Zwyrol 19.10.2020 22:41
Komentarz usunięty

radzę 20.10.2020 10:27
Nie podsumowujemy pandemii na początku jej rozprzestrzeniania się.

Demokracja 20.10.2020 19:07
Przesunięte i odwołane wizyty u specjalistów, operacje. Zaprzestanie leczenia rakowców. Błędne diagnozy telefoniczne.

paradoks jak z Pytona.... 20.10.2020 21:50
A najzabawniejsze w tym smutnym świecie jest to, że dzięki temu liczba zgonów zmalała... Idioci powiedzą "nie ma wirusa" - normalni - że ludzie zwolnili tempo, drogi były miesiącami luźniejsze, wypadków w pracy i w drodze do szkoły mniej... No i zatruć pokarmowych, zakażeń też mniej - bo i dystans większy i higiena większa, i gastronomia zamknięta... Tylko tych 3700 osób żal - bo mogły jeszcze pożyć. I tych pozostałych, którym choroba skróciła życie.... Co odbije się w przyszłości....

Demokracja 20.10.2020 07:52
Trafne porównanie: 50% VS 0,0095% śmiertelności.

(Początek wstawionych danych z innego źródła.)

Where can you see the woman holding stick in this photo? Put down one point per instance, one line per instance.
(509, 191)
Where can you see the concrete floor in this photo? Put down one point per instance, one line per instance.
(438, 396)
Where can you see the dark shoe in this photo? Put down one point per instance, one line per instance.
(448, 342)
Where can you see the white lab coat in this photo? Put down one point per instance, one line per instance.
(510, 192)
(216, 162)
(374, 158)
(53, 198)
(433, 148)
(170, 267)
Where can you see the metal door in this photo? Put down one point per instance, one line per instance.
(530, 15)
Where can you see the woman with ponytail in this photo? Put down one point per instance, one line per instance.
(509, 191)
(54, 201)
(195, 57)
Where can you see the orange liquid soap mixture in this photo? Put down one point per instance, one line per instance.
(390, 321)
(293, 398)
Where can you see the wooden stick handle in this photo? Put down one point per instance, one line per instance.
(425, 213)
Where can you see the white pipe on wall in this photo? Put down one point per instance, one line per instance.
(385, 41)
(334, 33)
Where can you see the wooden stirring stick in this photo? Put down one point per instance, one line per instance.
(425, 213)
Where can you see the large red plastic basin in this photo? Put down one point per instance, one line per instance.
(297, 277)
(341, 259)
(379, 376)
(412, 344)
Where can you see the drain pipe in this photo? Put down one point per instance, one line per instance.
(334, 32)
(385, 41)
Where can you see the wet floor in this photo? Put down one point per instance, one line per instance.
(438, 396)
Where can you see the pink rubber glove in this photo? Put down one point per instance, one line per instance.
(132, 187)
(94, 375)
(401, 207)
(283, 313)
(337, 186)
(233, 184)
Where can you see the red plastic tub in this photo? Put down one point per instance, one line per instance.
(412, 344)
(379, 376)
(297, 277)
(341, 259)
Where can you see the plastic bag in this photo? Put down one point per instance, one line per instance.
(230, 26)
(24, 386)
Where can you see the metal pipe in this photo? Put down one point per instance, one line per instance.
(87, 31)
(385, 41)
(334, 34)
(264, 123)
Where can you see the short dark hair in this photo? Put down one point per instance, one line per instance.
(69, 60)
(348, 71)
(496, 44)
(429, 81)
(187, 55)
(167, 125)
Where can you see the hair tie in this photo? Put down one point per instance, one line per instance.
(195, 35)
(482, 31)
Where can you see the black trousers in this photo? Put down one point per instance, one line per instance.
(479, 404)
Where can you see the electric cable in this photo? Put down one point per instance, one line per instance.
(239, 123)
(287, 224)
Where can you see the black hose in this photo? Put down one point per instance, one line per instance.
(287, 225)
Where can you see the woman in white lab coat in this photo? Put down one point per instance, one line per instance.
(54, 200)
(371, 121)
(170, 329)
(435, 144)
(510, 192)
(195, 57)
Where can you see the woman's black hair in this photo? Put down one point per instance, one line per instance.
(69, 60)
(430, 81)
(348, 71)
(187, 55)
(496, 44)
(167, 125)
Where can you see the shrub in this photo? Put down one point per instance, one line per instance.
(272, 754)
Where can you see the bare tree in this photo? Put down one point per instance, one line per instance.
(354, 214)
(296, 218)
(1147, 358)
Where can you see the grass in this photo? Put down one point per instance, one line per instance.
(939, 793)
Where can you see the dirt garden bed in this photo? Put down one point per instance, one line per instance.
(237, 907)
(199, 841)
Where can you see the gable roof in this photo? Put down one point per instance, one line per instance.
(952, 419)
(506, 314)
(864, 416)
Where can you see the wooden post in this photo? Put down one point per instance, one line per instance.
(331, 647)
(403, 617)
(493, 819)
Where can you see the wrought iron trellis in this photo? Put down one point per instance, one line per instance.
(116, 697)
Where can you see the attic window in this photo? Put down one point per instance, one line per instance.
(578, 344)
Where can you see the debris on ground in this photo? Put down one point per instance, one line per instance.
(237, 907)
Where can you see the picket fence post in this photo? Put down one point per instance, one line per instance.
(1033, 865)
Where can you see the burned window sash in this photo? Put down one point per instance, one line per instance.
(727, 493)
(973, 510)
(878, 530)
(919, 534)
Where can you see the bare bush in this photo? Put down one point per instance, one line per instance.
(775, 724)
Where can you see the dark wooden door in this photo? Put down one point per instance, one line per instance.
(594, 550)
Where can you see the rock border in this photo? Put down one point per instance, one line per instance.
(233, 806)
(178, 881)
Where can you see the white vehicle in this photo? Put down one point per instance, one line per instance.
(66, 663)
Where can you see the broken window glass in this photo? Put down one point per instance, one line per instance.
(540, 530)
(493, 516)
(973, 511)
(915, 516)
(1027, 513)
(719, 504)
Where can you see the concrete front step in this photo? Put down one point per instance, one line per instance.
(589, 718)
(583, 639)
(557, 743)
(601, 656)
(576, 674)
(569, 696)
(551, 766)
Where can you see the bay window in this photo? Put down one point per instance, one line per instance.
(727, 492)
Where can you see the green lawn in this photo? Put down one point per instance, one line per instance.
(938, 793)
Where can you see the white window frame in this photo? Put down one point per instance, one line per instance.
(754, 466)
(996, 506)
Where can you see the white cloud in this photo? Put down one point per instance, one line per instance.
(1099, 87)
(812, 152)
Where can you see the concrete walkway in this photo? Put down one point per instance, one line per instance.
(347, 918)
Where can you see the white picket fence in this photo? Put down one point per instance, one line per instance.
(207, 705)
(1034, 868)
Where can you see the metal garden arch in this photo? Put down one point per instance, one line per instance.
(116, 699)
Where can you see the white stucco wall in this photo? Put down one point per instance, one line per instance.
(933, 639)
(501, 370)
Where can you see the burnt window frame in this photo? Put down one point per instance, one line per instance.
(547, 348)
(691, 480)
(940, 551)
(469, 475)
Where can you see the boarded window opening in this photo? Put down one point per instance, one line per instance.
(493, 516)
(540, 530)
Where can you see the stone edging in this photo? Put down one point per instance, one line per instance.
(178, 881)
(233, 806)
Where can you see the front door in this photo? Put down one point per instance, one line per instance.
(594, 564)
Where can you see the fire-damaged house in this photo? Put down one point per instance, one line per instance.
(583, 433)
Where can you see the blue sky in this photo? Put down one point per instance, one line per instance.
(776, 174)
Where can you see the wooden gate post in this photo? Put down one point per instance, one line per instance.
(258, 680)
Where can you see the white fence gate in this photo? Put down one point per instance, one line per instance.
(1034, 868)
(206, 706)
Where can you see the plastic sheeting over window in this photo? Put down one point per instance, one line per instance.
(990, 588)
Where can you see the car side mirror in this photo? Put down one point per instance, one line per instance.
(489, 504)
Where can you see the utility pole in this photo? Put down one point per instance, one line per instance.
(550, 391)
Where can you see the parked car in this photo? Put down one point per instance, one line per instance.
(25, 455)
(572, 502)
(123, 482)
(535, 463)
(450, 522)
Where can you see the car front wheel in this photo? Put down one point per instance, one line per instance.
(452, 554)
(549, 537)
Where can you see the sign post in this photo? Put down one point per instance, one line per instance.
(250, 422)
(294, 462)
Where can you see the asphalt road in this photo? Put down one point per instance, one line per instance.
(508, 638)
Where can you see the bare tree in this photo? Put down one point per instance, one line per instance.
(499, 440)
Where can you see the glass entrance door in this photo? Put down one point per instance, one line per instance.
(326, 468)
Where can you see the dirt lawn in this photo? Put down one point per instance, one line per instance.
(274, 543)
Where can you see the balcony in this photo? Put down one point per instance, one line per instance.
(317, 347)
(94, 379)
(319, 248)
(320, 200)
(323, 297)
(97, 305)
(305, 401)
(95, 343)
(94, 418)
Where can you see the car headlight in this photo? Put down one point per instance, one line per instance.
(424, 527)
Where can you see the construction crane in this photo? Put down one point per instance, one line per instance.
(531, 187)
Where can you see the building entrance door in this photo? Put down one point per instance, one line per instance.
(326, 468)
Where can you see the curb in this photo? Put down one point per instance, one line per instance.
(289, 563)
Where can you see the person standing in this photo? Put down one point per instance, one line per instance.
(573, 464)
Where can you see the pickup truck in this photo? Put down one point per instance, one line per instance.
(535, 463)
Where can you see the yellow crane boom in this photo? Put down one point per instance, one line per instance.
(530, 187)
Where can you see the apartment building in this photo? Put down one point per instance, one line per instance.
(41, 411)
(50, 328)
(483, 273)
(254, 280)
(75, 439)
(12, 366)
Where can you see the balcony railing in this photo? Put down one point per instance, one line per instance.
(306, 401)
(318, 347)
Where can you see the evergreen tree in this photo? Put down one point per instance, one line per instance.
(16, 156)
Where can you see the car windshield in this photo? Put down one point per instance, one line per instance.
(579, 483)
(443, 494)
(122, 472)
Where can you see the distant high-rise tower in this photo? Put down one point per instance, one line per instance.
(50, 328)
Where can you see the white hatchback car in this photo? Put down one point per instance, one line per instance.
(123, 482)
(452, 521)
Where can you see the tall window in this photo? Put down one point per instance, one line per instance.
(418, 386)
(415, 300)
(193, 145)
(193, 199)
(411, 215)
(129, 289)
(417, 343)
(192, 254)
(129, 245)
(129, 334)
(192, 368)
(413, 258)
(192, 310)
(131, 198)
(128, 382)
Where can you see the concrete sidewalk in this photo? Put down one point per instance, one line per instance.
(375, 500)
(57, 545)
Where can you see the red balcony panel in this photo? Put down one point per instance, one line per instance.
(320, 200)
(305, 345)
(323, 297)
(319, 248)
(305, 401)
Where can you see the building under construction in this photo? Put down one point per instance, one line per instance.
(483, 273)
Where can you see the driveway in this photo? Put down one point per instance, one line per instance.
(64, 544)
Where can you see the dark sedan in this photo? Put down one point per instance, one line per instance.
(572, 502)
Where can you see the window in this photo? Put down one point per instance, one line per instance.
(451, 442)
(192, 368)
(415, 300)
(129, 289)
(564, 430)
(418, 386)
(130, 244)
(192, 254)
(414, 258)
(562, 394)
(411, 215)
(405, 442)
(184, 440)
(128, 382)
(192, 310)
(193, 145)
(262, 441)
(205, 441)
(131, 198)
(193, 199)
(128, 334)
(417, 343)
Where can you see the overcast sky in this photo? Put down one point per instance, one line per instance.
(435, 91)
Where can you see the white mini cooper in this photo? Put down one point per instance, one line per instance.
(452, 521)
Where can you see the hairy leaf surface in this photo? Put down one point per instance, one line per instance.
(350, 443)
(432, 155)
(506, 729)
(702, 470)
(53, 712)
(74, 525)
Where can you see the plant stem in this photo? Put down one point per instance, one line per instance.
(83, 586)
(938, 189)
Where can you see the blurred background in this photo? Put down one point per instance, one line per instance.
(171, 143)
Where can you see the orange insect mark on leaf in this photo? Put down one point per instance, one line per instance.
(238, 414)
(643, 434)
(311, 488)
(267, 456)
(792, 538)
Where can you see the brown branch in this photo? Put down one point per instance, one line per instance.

do głupka 20.10.2020 09:24
aleś ty kłamca - jak ten Janek od wierszowanek, co jak do starostwa poszedł to i zapomniał o swoich poglądach... Jaki promil śmiertelności? Jak już umarło POTWIERDZONYCH ponad 3000? To ile według ciebie zachorowało? Cała Polska?

liczyć umiesz? 20.10.2020 09:51
jedna setna procenta według ciebie? To jak zmarło już 3300 - to ilu jest Polaków jest chorych? No i ilu mieszkańców ma Polska według ciebie?

młody 20.10.2020 10:01
Podczas zdobywania Ameryki z powodu chorób przywleczonych przez Europejczyków, zmarło ponad 90% prawdziwych Amerykanów.

młody 20.10.2020 15:19
Demokratów pytaj. Wiedzą najlepiej. Telewizor im powiedział.

Knagulec 19.10.2020 17:41
Przekopali gumowca

frank 19.10.2020 16:23
No to proszę to https://www.facebook.com/permalink.php?id=100112815162451&story_fbid=146552333851832

efekty 19.10.2020 15:40
Rząd zajęty sobą we wrześniu nie miał czasu na przemyślenie decyzji. Uruchomiono wszystkie szkoły jednocześnie (i wszystkie klasy w nich), zmieniono zasady kwarantanny i DRASTYCZNIE OGRANICZONO LICZBĘ TESTÓW (mimo że wydolność laboratoriów była wtedy wykorzystywana w niewielkiej części). Praktycznie sparaliżowano możliwość reagowania szkół na kryzysowe sytuacje. No i się rozlało... Niecałe dwa miesiące....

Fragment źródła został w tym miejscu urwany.